Keene is the new director of student services at Maranacook Community School. He’ll direct the athletic department as well as manage co-curricular activities.

After two years as a mathematics teacher at Brunswick and 10 years as the softball coach at Edward Little, Keene had to leave both jobs in pursuit of this opportunity.

“I knew going in that if I secured one of these positions, my coaching would be done,” said Keene, who taught for 12 years at Edward Little before going to Brunswick. “I came to a point in my career where my role needed to change. I’ve enjoyed teaching for 26 years, but I’m at a point where I wanted to be the guy that runs around and puts out fires and does things like that.”

Keene signed the contract with Maranacook on Tuesday and begins work there in July.

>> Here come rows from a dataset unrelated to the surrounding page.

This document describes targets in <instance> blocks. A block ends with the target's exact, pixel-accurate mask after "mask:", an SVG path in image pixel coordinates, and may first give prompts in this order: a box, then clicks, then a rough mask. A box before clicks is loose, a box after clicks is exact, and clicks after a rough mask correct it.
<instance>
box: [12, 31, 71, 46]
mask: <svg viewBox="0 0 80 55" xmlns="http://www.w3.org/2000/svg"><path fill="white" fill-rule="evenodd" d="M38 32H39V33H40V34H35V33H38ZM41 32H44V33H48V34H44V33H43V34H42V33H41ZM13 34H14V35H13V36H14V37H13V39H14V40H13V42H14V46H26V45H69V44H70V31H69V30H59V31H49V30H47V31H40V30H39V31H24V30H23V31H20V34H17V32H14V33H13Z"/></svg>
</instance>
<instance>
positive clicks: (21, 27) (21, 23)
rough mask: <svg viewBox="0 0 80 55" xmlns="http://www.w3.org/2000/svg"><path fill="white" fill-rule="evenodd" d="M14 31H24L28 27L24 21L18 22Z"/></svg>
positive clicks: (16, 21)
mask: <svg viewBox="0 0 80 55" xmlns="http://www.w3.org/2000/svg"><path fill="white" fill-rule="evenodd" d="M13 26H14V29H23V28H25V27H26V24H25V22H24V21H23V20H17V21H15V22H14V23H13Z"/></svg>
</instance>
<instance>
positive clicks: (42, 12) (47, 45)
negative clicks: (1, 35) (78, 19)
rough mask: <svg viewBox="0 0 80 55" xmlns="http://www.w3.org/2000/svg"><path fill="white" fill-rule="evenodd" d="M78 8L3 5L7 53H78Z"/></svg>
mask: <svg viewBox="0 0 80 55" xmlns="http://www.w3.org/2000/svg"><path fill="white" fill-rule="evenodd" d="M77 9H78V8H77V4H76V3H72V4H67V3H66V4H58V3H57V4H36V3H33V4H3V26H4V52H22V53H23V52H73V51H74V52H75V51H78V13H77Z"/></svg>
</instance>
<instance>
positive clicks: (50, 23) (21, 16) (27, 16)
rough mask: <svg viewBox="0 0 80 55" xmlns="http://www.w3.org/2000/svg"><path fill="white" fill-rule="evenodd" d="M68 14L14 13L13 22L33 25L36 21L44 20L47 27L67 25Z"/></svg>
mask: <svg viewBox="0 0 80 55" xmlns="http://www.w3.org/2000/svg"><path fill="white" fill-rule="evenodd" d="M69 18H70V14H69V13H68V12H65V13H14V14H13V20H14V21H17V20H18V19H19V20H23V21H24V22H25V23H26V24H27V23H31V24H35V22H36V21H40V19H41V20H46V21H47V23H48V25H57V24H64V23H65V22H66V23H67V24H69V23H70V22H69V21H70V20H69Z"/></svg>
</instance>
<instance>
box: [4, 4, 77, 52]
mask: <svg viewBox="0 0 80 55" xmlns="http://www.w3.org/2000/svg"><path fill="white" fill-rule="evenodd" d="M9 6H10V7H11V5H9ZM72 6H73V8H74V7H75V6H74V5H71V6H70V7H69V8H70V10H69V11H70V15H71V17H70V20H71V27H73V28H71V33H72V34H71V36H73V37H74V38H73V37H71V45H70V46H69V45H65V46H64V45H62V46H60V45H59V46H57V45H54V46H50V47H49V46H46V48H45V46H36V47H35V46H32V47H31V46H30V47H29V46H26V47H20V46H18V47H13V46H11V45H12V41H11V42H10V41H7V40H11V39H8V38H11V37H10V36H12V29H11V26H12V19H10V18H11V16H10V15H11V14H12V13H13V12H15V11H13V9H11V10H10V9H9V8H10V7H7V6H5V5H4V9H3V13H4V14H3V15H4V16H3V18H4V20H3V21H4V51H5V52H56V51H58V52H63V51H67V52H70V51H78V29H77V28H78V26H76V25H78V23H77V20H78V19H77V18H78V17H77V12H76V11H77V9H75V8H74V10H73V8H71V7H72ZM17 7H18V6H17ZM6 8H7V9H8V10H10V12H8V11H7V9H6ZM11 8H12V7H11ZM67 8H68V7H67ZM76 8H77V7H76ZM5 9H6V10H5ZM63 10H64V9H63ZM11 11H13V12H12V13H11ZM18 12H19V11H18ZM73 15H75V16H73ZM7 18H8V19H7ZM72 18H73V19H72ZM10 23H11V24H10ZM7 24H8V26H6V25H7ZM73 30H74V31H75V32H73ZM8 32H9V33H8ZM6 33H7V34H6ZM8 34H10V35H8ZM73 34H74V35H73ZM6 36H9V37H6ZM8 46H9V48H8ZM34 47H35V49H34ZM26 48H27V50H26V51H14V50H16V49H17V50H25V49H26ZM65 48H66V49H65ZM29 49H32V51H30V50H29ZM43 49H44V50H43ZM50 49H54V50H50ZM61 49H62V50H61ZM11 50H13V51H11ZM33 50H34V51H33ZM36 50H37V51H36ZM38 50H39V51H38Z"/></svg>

He also submitted his resignation as EL softball coach earlier this week.

“I’ve been coaching two or three sports a year for 26 years,” said Keene. “It’s been a lot of fun. Particularly, I’m going to miss softball. That’s probably my most cherished of coaching experiences. All along during my coaching career, I was focused on being a head football coach, and I achieved that, but the softball team is something I enjoyed above and beyond everything else.”

After getting out of football two years ago, Keene began to concentrate on the coursework needed to pursue an athletic director’s job. He had enrolled in the administrative program at the University of Southern Maine. With that work complete and the opening at Maranacook, the time was right. Keene’s youngest daughter, Aly, a catcher on his softball team, was a senior this year, making the timing even better.

“I’ve done this for 26 years, and I felt it was time to change my role as an educator,” said Keene. “I felt this would be a good thing.”

Between a variety of coaching experiences, he brings a solid background to the job. He hopes to serve not only as an administrator but as a leader, teacher and adviser.

“I told them I’m not going to forget where I came from,” said Keene. “I was a coach for a long time, and I know there are issues. I think I’m going to be receptive to their needs and desires.”

Having worked for ADs like Jeff Benson and John White, who Keene calls, “two of the best”, he knows how the should be done.

“If I can live up to half of what they were able to do, Maranacook will get their money’s worth out of me,” said Keene. “They were outstanding. It was easy to be a coach working with those two guys.”

Leaving coaching is a sacrifice he knew was inevitable. In retrospect, he admits he couldn’t have done it without the support of his wife, Kathy. His assistant Norm Ford also helped make coaching a treat. Most of all, though, it was the kids that made softball one of his greatest experiences.

“They’re the ones that made it enjoyable,” said Keene. “All the kids that bought into what we were trying to do made it the most cherished experience that I had.”

Keene won the Class A state title back-to-back in 1996 and 1997. His club’s come-from-behind win against Messalonskee in the 1997 game ranks up there among the highlights as does the 1-0 playoff win over Biddeford in 2001. Biddeford’s Sarah Conroy struck out 21 batters, including 17 straight, but EL still managed to win in nine innings.

“The kids hung in there,” said Keene. “That kind of typified what I thought our program was all about. They had the better player, but I think we had the better team. Our kids hung in there and worked hard that whole game. We persevered and came out with a big win.”

Keene missed the playoffs just once in 10 years. His team went 100-61 during the regular season and 12-7 in nine years of tournament play.

“I’m proud of some of the things we accomplished,” he said. “Obviously we won a couple of state championships, but I’m not so much proud that we accomplished those things but in the way we did that. I tried to have a program where we taught them not only about athletics but also about life and how teamwork can help people achieve.”